In short, setting alpha to .005 is still too liberal for this research area. Given the ample replication failures in social cognition research, most results cannot be trusted. This conclusion is also consistent with the actual replication rate in the Open Science Collaboration (2015) project that could only replicate 7/31 (23% results). With a discovery rate of 23%, the maximum false discovery rate is 18%. This is still way below Ioannidis’s claim that most published results are false positives, but it is also well above 5%.
Different results are expected for the Journal of Experimental Psychology, Learning, Memory, and Cognition (JEP-LMC). Here the OSC project was able to replicate 13/47 (48%) results. A discovery rate of 48% implies a maximum false discovery rate of 6%. Thus, no adjustment to the alpha level may be needed for this journal.
Figure 6 shows the results for the z-curve analysis of test statistics published from 2000 to 2020. There is evidence of publication bias. The ODR of 67% is outside the 95%CI of the EDR 45%, 95%CI = . However, with an EDR of 45%, the maximum FDR is 7%. This is close to the estimate based on the OSC results and close to the desired level of 5%.
For this journal it was sufficient to set the alpha criterion to p < .03. This produced a fairly close match between the ODR (61%) and EDR (58%) and a maximum FDR of 4%.
Significance testing was introduced by Fisher, 100 years ago. He would recognize the way scientists analyze their data because not much has changed. Over the past 100 years, many statisticians and practitioners have pointed out problems with this approach, but no practical alternatives have been offered. Adjusting the significance criterion depending on the research question is one reasonable modification, but often requires more a priori knowledge than researchers have (Lakens et al., 2018). Lowering alpha makes sense when there is a concern about too many false positive results, but can be a costly mistake when false positive results are fewer than feared (Benjamin et al., 2017). Here I presented a solution to this problem. It is possible to use the maximum false-discovery rate to pick alpha so that the percentage of false discoveries is kept at a reasonable minimum.

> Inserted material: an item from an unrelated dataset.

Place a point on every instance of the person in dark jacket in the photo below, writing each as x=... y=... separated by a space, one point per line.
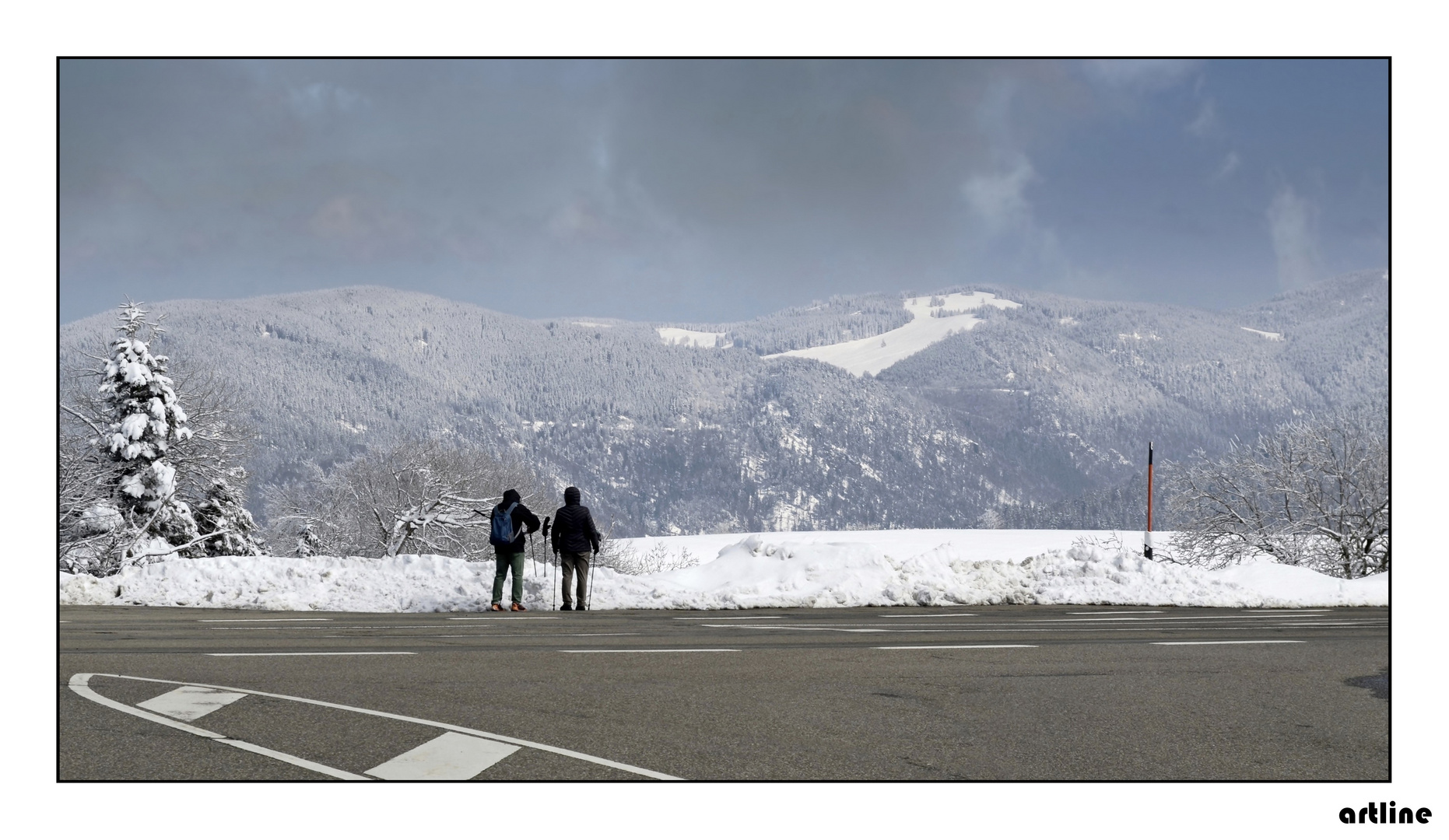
x=510 y=555
x=574 y=535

Even if this recommendation does not influence the behavior of scientists or the practices of journals, it can be helpful to compute alpha values that ensure a low false discovery rate. At present, consumers of scientific research (mostly other scientists) are used to treat all significant results with p-values less than .05 as discoveries. Literature reviews mention studies with p = .04 as if they have the same status as studies with p = .000001. Once a p-values crosses the magic .05 level, it becomes a solid fact. This is wrong because statistical significance alone does not ensure that a finding is a true positive. To avoid this fallacy, consumers of research can do their own adjustment to the alpha level. Readers of JEP:LMC may use .05 or .03 because this alpha level is sufficient. Readers of JPSP-ASC may lower alpha to .001.
Once readers demand stronger evidence from journals that publish weak evidence, researchers may actually change their practices. As long as consumers buy every p-values less than .05, there is little incentive for producers of p-values to try harder to produce stronger evidence, but when consumers demand p-values below .005, supply will follow. Unfortunately, consumers have been gullible and it was easy to sell them results that do not replicate with a p < .05 warranty because they had no rational way to decide which p-values they should trust or not. Maintaining a reasonably low false discovery rate has proved useful in genomics, it may also prove useful for other sciences.